W kwietniu Kirk Hammett wywołał lawinę żartobliwych komentarzy po tym, gdy zdradził w jednym z wywiadów, że stracił swojego iPhone’a, na którym nagrane było kilkaset muzycznych pomysłów. Co zabawniejsze, miesiąc później gitarzysta oznajmił światu odnalezienie telefonu, wrzucając zdjęcie na Instagrama Metalliki.
Niedawno, w wywiadzie dla radia KISW 99.9 z Seattle muzyk wspominał tamto niefortunne zdarzenie i przyznał, że zgubienie telefonu z setkami riffów, które miały znaleźć zastosowanie na nowym albumie Metalliki było dla niego „druzgocące”. Podczas rozmowy Kirk został zapytany, czy całe wydarzenie miało wpływ na nagrywanie nowego albumu jego zespołu, „Hardwired…To Self-Destruct”:
Zgubienie tego telefonu było dla mnie druzgocące. Wystarczy wspomnieć, że musiałem zacząć pracę od zera, podczas gdy cała reszta zespołu miała już materiał do stworzenia kawałków. Gdy już popracowałem nad kilkoma pomysłami w różnej formie, większość utworów na nowy album była napisana. Byłem zmuszony żeby pomyśleć: „Ok, mam materiał, ale wygląda na to, że prawdopodobnie zostanie on użyty na następnej płycie.”

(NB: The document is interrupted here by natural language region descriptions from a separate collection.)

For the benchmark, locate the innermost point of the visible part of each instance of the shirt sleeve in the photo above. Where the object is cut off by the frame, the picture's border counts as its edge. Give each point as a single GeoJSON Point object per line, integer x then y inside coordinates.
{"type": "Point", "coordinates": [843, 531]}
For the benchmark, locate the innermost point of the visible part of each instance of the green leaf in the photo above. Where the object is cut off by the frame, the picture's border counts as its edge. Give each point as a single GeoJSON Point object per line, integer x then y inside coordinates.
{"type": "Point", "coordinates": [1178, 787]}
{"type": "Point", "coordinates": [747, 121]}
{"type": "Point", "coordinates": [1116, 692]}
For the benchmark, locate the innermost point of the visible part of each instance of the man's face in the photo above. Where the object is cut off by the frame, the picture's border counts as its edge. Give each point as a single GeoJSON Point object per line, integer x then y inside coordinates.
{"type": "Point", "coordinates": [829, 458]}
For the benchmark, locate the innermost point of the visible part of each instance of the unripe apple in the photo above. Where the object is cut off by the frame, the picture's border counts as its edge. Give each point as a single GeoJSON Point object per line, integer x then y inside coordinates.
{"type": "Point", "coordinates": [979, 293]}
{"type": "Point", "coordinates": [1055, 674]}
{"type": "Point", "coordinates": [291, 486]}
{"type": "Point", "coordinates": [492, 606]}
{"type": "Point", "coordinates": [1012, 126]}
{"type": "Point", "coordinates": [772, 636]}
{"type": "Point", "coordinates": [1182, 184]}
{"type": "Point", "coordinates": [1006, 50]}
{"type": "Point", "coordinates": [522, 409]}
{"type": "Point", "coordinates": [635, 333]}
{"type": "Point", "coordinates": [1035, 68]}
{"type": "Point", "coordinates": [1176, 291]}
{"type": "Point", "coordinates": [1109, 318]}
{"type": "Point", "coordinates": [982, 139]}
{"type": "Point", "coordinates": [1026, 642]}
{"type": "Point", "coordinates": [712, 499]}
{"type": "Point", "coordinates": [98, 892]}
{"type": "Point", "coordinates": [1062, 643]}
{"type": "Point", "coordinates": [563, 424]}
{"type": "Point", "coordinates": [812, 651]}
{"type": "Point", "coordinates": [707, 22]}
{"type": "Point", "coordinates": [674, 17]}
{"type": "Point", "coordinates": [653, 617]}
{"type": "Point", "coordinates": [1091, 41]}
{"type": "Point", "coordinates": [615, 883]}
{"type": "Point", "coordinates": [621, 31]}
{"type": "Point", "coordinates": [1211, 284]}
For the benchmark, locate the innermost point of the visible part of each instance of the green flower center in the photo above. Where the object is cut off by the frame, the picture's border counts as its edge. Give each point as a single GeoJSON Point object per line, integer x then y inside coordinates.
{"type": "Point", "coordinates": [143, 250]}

Pomimo komplikacji, Hammett był zadowolony z kierunku obranego na „Hardwired…To Self-Destruct”:
Utwory na tym albumie pojawiły się na raz w pewnym momencie – coś około półtora roku temu – i wszystkie są bardzo mocno zorientowane w groovie. Są one naturalnym rozwojem tego, co było na „Death Magnetic”, mają jednak więcej groove’u i nie są tak progresywne jak na poprzednim krążku.
Cały wywiad z Hammettem do przesłuchania poniżej. Na chwilę obecną Metallika skończyła już pracę nad nadchodzącym krążkiem. Fani z Polski mogą mieć cichą nadzieję, że Kirk wraz ze swoimi kolegami zahaczy w najbliższym czasie o nasz kraj, ponieważ w niedawnym wywiadzie Robert Trujillo obiecał, że zespół będzie „ciężko koncertował” w ramach promocji „Hardwired…To Self-Destruct”.
Z kolei już w sobotę można będzie zobaczyć, jak Metallika wypada na żywo. Zespół planuje transmitować swój występ podczas festiwalu Global Citizen.